Fault mirrors along carbonate faults: Formation and destruction during shear experiments

•Fault mirror surfaces are formed and destroyed in experiments, above and below a critical slip velocity of 0.07 m/s.•Fault mirrors are formed ductilely by sintering of hot nanograins.•Thermal runaway at dynamic asperities result in extreme slip localization on fault mirror patches.•Dynamic weakening of carbonate faults occurs by thermally-activated plasticity and reduced wear.•At least for shallow faults, natural fault mirrors indicate slip during seismic events.

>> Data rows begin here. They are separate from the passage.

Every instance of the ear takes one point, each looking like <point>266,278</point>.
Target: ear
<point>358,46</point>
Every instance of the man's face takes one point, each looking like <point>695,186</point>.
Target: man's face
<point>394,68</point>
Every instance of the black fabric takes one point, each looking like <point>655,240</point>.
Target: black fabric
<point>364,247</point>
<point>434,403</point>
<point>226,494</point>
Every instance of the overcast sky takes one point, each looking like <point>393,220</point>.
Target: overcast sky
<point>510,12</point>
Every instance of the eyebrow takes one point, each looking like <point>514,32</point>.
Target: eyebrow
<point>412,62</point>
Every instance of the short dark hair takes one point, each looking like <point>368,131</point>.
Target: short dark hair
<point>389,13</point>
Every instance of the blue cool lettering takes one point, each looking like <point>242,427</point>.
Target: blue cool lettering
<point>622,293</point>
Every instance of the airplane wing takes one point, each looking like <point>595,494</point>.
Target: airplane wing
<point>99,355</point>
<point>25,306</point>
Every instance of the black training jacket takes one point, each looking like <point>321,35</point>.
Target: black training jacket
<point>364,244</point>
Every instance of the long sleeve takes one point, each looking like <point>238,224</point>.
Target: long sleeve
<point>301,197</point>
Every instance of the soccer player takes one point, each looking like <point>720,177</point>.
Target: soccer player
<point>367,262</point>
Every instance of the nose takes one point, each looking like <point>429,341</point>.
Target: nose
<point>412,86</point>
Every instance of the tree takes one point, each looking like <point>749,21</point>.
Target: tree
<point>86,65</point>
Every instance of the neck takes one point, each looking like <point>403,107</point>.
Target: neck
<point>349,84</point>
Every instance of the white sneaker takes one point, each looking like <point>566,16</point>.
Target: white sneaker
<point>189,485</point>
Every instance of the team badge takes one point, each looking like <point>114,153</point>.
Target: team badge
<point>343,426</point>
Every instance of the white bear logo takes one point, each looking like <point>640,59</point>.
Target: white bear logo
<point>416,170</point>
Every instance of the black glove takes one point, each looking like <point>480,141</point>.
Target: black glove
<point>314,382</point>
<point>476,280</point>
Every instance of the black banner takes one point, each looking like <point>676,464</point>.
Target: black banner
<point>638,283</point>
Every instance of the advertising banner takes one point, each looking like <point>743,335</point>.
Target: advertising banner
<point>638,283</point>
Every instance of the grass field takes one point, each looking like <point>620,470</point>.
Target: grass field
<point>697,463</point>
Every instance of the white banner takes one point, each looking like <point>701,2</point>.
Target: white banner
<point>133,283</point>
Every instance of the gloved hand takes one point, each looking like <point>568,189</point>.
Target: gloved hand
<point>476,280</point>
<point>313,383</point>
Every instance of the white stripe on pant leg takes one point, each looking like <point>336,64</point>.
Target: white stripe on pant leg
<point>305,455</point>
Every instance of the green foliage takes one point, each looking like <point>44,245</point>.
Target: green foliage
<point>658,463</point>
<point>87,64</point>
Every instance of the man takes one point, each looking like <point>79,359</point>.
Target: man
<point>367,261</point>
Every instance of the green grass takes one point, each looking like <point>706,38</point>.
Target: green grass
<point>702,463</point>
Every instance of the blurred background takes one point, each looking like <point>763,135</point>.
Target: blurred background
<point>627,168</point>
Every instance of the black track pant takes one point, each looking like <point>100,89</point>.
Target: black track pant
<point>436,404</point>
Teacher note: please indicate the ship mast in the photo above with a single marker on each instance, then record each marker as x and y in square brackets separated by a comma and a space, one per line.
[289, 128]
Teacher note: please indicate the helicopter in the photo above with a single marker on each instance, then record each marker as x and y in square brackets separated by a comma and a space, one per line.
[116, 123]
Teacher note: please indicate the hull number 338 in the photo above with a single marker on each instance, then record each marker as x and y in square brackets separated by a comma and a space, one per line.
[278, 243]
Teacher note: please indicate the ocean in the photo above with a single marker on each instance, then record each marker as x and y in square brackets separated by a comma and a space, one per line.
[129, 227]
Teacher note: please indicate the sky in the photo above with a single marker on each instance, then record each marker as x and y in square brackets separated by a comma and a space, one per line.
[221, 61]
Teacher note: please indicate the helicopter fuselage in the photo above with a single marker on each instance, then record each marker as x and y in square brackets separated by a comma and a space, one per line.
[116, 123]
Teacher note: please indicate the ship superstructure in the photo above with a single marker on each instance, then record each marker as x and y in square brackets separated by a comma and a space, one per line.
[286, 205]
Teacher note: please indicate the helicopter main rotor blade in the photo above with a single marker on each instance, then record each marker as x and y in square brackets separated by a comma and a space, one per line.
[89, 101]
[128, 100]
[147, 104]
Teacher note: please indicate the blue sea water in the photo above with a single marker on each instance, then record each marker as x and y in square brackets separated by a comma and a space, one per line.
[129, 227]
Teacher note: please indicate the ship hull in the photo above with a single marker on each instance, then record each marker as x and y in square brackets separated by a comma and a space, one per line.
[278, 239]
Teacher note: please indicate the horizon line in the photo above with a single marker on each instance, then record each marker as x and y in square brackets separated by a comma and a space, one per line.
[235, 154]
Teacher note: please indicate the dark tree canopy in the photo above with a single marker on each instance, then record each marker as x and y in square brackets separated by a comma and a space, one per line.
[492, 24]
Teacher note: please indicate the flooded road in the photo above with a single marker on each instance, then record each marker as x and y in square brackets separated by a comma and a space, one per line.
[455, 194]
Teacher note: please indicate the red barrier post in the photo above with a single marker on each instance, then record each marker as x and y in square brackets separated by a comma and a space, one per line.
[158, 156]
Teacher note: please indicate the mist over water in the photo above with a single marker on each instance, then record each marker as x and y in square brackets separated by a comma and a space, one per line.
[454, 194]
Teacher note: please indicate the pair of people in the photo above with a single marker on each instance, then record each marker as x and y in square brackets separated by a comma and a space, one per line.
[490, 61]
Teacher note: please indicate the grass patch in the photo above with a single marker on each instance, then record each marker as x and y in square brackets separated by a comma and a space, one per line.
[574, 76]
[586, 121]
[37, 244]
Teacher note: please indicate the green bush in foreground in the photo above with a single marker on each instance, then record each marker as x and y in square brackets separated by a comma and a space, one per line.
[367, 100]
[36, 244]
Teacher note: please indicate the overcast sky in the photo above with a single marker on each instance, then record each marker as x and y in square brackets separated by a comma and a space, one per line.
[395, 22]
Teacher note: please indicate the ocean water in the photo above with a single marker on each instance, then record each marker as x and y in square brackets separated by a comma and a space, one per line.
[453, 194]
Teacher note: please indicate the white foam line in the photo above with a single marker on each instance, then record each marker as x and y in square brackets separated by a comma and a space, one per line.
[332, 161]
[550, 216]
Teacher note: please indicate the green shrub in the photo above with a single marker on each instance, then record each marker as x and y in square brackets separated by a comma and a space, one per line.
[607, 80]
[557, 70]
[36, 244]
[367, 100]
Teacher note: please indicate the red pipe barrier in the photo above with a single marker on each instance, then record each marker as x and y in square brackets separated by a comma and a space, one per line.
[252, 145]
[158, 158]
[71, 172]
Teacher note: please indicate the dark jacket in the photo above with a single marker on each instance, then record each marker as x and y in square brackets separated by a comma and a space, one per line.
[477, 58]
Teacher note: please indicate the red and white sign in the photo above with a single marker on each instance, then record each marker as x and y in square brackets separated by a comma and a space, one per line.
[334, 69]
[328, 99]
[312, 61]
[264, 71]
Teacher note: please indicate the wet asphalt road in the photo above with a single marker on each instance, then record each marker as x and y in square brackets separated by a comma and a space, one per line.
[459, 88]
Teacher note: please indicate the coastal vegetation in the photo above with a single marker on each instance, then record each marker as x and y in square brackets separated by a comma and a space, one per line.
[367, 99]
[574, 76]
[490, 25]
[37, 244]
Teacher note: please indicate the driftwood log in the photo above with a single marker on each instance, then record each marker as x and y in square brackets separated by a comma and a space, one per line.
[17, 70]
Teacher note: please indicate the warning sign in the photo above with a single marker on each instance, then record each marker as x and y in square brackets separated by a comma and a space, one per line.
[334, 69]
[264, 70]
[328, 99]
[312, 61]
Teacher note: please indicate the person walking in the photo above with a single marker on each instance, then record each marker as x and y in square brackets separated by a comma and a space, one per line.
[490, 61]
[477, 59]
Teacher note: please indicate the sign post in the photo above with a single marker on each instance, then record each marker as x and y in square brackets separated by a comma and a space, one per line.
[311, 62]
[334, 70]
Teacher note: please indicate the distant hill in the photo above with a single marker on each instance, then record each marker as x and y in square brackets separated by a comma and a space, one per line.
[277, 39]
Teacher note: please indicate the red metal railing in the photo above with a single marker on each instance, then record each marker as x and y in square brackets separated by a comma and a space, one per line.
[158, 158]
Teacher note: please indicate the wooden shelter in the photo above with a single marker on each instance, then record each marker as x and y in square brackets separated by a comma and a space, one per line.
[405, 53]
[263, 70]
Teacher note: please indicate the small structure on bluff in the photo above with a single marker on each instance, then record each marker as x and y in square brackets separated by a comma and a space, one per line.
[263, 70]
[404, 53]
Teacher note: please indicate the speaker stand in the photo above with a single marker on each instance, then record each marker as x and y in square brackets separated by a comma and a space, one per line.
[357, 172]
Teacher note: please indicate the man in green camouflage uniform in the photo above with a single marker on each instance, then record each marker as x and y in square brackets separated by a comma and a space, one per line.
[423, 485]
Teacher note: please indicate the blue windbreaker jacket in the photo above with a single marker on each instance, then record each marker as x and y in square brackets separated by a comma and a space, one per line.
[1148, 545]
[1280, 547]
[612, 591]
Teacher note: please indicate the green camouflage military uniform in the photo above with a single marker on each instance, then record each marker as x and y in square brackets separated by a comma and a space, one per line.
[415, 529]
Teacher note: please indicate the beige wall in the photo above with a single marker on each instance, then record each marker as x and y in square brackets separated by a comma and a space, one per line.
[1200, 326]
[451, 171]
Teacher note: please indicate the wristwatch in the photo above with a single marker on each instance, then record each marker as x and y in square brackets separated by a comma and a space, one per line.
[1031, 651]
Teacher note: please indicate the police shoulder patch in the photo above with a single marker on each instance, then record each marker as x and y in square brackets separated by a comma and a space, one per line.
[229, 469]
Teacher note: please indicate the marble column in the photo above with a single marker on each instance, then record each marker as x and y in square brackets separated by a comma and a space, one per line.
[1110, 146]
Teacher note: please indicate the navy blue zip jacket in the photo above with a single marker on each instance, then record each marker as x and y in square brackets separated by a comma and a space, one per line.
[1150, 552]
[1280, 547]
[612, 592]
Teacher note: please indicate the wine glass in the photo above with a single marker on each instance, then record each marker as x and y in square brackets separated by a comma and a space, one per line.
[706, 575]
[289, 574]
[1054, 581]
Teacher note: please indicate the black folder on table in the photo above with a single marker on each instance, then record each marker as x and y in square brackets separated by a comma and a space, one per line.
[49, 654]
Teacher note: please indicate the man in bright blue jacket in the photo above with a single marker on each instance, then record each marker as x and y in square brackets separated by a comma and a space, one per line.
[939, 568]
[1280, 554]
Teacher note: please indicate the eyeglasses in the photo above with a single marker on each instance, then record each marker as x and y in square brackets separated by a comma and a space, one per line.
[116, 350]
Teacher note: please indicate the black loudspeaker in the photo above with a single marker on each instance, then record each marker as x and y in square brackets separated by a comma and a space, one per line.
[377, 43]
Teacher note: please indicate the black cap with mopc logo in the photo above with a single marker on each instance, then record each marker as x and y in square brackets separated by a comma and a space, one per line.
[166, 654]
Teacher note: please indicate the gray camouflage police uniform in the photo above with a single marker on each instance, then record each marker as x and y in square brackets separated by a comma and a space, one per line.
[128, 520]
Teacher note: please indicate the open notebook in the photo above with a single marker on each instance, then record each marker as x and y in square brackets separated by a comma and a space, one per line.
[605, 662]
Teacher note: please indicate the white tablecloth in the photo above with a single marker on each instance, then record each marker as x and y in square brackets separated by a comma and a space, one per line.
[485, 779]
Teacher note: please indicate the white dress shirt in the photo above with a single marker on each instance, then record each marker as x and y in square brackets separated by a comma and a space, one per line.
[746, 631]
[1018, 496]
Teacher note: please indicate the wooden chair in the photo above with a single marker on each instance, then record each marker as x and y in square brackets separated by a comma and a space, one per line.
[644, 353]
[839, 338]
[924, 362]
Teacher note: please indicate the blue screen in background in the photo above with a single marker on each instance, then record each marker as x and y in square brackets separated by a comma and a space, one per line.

Glossy, light reflective surfaces are commonly exposed in carbonate fault-zones. It was suggested that such surfaces, recently termed Fault Mirrors (FMs), form during seismic slip. Ultramicroscopic analyses indicate that FMs are highly smooth and composed of a cohesive thin layer of nano-size grains. We explore here mechanisms of formation and destruction of FMs by shear experiments that were conducted on three types of limestone which were sheared at wide range of slip-velocities of v=0.001-0.63m/s, and normal stress up to 1.57 MPa. The experiments showed that FMs started to develop as local patches when the slip velocity exceeded a critical value of 0.07 m/s. The area coverage by FM patches increases systematically with increasing velocity, reaching in a few cases ∼100% coverage. The measured quasi-steady-state friction coefficient, μss, was inversely correlated with the FM coverage: μss∼0.8 for no-FM, at v<0.07m/s, and μss∼0.4 for 50% FM coverage at v∼0.6m/s. Further, in a series of slip-velocity alternation between low and high values, the FMs which formed at a high-velocity stage were destroyed during a subsequent low-velocity stage. Our analyses of the experimental thermal conditions and ultramicroscopy imaging of the FMs suggest that the FMs form by sintering of gouge nanograins during shear. We propose that formation/destruction of FMs in high/low slip-velocity reflects a competition between brittle and ductile processes: FMs form in a ductile mode, and are destroyed by brittle wear. Shear heating during high velocity leads to ductile deformation and sintering so that FM construction rate exceeds brittle FM destruction rate. Based on our results, we suggest that, at least for shallow faults, the presence of extensive FM coverage along natural carbonate faults indicates that the fault segment slipped at seismic velocities and experienced dynamic weakening.